Understanding Cartilage-Hair Hypoplasia

Cartilage-hair hypoplasia is a rare autosomal recessive condition, meaning a child must inherit two copies of the mutated gene – one from each parent – to develop the disorder. As described in a ScienceDirect article, CHH is characterized by several key features, including metaphyseal dysplasia (affecting bone growth), light-colored and often sparse hair, and varying degrees of bone marrow failure and immune deficiency. The condition’s rarity means it’s often unfamiliar to many healthcare providers, potentially leading to delayed diagnosis.

The skeletal abnormalities associated with CHH primarily affect the long bones of the arms and legs, resulting in short stature. The hair findings can range from fine and wispy to nearly absent. The immune system dysfunction increases susceptibility to infections, and the bone marrow failure can lead to anemia.

Prenatal Detection and Diagnosis

The case of Huxley Klehr highlights the role of prenatal ultrasound in identifying potential health concerns. While not all cases of CHH are detected prenatally, certain findings can raise suspicion. Limb length anomalies, as noted in the ScienceDirect publication, can be an early indicator. Further investigation, including genetic testing, is then necessary to confirm the diagnosis.

Other conditions can also be detected during prenatal ultrasounds, sometimes leading to complex medical journeys for families. A story shared by Manning Children’s highlights the experience of Laila, who was diagnosed with several birth defects during a prenatal ultrasound in January 2023. While Laila’s specific condition differs from CHH, her case illustrates the emotional and logistical challenges families face when learning about a baby’s health issues before birth.

Similarly, Stephanie and Justin Cervantes learned during a routine anatomy scan at 20 weeks that their son, William, had a congenital diaphragmatic hernia (CDH) and tetralogy of Fallot, a congenital heart defect. This discovery, reported by the American Heart Association, underscores the importance of detailed prenatal imaging and the potential for identifying multiple rare conditions simultaneously.

The Complexity of Rare Diagnoses

Receiving a diagnosis of a rare condition can be overwhelming for parents. The lack of widespread knowledge about these disorders can create uncertainty and anxiety. As Blanchard’s story illustrates, a second opinion can be crucial when facing a challenging diagnosis. Blanchard was initially told her pregnancy was not viable, but a different medical team at Jackson Memorial Hospital offered a more hopeful outlook and a potential treatment plan.

The Cervantes family also faced significant uncertainty. They were prepared for their son William to be born with a bluish tint due to his heart condition, but the reality of his arrival was still startling. The initial moments after birth were particularly difficult, as William did not cry or show immediate signs of life.

Management and Outlook for CHH

There is currently no cure for cartilage-hair hypoplasia.

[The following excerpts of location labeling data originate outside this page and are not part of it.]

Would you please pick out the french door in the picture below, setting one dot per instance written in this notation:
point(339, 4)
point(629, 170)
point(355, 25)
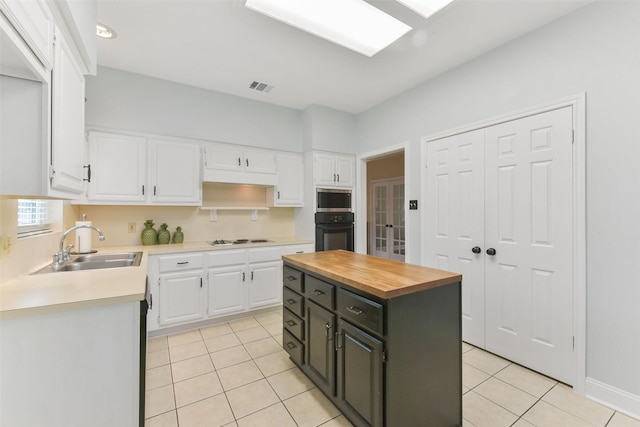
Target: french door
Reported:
point(500, 213)
point(387, 233)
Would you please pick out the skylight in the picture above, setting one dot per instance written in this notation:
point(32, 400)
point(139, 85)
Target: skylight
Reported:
point(425, 8)
point(353, 24)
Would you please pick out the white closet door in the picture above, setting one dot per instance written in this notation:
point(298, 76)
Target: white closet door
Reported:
point(455, 221)
point(528, 217)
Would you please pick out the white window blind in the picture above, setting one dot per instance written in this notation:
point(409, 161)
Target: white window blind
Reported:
point(34, 217)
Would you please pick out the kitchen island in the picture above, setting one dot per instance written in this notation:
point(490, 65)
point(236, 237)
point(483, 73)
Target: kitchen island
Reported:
point(382, 339)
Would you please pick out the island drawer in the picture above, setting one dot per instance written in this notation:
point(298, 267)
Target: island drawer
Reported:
point(293, 278)
point(293, 301)
point(180, 262)
point(361, 311)
point(293, 347)
point(293, 324)
point(320, 291)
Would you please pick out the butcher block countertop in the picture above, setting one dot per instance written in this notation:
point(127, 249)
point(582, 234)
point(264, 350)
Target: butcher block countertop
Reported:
point(377, 276)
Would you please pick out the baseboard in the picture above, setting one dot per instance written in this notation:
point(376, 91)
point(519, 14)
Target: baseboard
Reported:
point(615, 398)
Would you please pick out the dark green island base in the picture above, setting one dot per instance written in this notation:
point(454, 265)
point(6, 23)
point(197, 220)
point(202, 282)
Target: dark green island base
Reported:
point(382, 339)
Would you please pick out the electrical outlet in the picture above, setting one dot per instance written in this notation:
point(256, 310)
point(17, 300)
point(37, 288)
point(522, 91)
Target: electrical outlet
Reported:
point(5, 246)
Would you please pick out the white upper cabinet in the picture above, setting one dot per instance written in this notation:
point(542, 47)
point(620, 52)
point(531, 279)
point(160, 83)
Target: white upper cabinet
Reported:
point(135, 170)
point(332, 170)
point(33, 21)
point(118, 166)
point(289, 189)
point(67, 137)
point(175, 172)
point(238, 165)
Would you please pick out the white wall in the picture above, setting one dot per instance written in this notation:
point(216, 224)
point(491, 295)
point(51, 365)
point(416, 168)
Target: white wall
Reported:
point(329, 130)
point(595, 50)
point(122, 100)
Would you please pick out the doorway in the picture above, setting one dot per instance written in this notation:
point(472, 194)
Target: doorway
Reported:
point(385, 206)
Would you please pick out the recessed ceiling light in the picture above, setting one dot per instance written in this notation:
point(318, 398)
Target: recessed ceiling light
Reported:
point(354, 24)
point(425, 8)
point(105, 32)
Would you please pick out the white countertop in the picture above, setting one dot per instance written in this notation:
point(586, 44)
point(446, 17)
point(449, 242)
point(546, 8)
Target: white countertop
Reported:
point(61, 291)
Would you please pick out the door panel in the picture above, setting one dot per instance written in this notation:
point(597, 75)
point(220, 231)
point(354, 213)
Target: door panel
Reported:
point(360, 372)
point(508, 188)
point(529, 284)
point(455, 221)
point(320, 352)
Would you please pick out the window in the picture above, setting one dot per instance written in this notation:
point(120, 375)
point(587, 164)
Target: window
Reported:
point(34, 216)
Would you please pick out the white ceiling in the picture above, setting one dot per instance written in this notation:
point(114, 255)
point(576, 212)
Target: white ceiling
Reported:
point(222, 46)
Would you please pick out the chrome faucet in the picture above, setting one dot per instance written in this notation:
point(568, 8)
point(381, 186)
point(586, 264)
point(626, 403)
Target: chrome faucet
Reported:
point(65, 254)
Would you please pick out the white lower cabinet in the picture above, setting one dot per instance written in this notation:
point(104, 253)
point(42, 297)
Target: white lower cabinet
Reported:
point(180, 297)
point(176, 284)
point(265, 286)
point(227, 282)
point(195, 286)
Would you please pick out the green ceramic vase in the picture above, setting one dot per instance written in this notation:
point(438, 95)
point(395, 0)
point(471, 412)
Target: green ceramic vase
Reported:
point(178, 236)
point(164, 237)
point(149, 236)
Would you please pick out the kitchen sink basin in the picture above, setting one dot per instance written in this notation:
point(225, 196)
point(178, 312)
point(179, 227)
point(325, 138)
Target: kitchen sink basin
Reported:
point(96, 262)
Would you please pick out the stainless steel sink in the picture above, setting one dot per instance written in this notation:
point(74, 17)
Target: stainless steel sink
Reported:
point(96, 262)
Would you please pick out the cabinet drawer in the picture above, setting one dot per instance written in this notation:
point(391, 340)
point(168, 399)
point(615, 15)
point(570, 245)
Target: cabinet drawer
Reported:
point(293, 301)
point(293, 324)
point(180, 262)
point(265, 254)
point(320, 291)
point(293, 347)
point(221, 258)
point(361, 311)
point(293, 279)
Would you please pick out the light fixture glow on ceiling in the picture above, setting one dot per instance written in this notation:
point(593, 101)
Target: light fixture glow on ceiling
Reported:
point(105, 32)
point(425, 8)
point(353, 24)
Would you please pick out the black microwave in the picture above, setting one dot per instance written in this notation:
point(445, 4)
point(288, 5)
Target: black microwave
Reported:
point(332, 200)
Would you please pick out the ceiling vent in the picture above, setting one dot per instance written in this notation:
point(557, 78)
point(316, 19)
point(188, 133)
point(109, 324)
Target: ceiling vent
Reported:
point(260, 87)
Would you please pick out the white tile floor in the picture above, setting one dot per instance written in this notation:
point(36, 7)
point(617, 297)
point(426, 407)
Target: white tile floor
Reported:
point(236, 374)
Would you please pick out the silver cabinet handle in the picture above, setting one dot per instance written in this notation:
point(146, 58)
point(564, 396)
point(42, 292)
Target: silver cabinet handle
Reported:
point(355, 310)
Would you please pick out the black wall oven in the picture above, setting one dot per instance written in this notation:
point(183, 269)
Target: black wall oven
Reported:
point(334, 231)
point(333, 200)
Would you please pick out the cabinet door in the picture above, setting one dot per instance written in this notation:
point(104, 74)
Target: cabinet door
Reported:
point(67, 144)
point(289, 191)
point(175, 172)
point(325, 171)
point(223, 158)
point(228, 289)
point(320, 351)
point(344, 171)
point(360, 373)
point(259, 162)
point(265, 286)
point(180, 297)
point(118, 166)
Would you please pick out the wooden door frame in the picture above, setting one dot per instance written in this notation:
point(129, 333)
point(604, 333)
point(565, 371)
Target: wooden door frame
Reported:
point(578, 104)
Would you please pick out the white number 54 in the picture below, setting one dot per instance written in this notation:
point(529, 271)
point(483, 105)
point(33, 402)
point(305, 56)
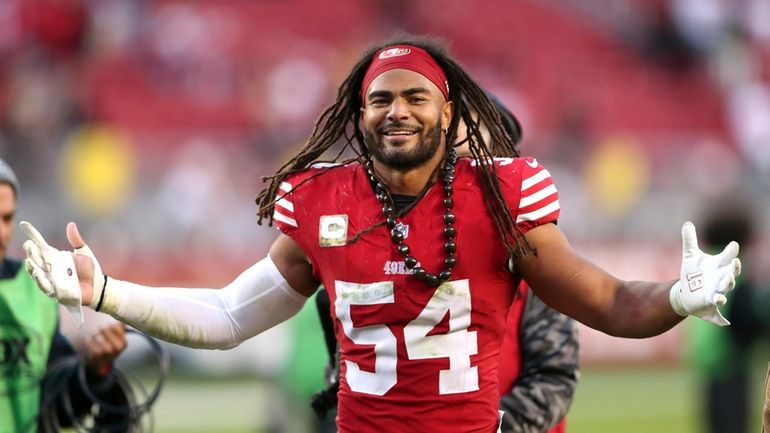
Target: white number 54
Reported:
point(458, 344)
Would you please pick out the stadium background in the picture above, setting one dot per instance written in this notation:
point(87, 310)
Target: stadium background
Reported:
point(151, 123)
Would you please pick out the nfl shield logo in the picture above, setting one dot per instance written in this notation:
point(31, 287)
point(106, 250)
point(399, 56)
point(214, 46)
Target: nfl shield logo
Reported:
point(403, 228)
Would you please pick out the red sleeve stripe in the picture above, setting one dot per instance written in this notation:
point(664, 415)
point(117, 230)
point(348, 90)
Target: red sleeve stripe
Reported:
point(278, 216)
point(539, 213)
point(282, 202)
point(537, 196)
point(535, 179)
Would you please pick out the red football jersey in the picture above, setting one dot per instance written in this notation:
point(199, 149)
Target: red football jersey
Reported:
point(414, 358)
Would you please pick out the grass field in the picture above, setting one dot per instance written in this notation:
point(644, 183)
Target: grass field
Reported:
point(626, 400)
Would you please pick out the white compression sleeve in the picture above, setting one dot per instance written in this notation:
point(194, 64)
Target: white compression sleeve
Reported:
point(255, 301)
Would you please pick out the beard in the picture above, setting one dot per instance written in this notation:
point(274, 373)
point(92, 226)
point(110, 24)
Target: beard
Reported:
point(404, 159)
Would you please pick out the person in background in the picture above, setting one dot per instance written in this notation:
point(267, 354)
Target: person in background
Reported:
point(30, 342)
point(722, 356)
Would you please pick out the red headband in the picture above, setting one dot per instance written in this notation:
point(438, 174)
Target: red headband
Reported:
point(405, 57)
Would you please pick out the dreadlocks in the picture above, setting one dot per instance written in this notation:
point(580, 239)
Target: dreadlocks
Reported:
point(340, 123)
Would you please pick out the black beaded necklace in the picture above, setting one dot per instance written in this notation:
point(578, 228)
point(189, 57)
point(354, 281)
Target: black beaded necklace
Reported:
point(397, 235)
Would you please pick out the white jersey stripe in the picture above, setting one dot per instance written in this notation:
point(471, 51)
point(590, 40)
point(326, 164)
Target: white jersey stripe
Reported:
point(538, 213)
point(538, 196)
point(282, 202)
point(534, 179)
point(284, 219)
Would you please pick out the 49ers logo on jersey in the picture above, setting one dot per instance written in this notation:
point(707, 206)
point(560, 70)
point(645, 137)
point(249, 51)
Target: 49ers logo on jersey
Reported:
point(333, 230)
point(394, 267)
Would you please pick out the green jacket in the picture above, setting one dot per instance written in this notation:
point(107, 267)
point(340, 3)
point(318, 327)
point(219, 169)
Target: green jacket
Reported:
point(28, 323)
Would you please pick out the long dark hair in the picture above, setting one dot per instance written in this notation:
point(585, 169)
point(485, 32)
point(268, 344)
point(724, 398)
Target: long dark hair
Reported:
point(340, 124)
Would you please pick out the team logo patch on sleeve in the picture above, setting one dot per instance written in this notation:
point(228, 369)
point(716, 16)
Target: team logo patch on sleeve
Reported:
point(333, 230)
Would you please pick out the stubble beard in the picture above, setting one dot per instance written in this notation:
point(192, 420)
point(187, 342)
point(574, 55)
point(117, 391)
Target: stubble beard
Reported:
point(405, 159)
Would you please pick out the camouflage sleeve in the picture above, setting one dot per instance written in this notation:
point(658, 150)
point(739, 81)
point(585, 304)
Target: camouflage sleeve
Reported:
point(543, 391)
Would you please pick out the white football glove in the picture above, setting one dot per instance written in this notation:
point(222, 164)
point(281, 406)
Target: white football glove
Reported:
point(55, 273)
point(704, 279)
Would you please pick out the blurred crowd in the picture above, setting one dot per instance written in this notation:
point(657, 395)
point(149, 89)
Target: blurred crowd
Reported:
point(155, 120)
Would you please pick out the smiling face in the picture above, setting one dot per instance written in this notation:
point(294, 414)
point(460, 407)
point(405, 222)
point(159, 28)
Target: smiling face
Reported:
point(403, 116)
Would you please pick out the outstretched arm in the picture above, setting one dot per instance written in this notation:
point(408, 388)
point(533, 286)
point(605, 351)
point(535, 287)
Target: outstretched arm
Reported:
point(634, 309)
point(543, 390)
point(268, 293)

Management focuses on addressing the specific symptoms and complications that arise. This may include blood transfusions to manage anemia, immunoglobulin therapy to boost the immune system, and growth hormone therapy to address short stature. Regular monitoring for the development of malignancies, such as leukemia, is also essential, as individuals with CHH have an increased risk.

The long-term outlook for individuals with CHH varies depending on the severity of their symptoms and the effectiveness of treatment. While the condition presents significant challenges, many individuals with CHH can lead fulfilling lives with appropriate medical care and support. The story of Laila, despite her complex medical journey, demonstrates the potential for children with birth defects to thrive with dedicated care and a supportive family.

The diagnosis of Huxley Klehr serves as a reminder of the importance of ongoing research into rare genetic conditions and the need for increased awareness among healthcare professionals. Early detection and comprehensive management are crucial for improving the quality of life for individuals affected by CHH and other rare disorders.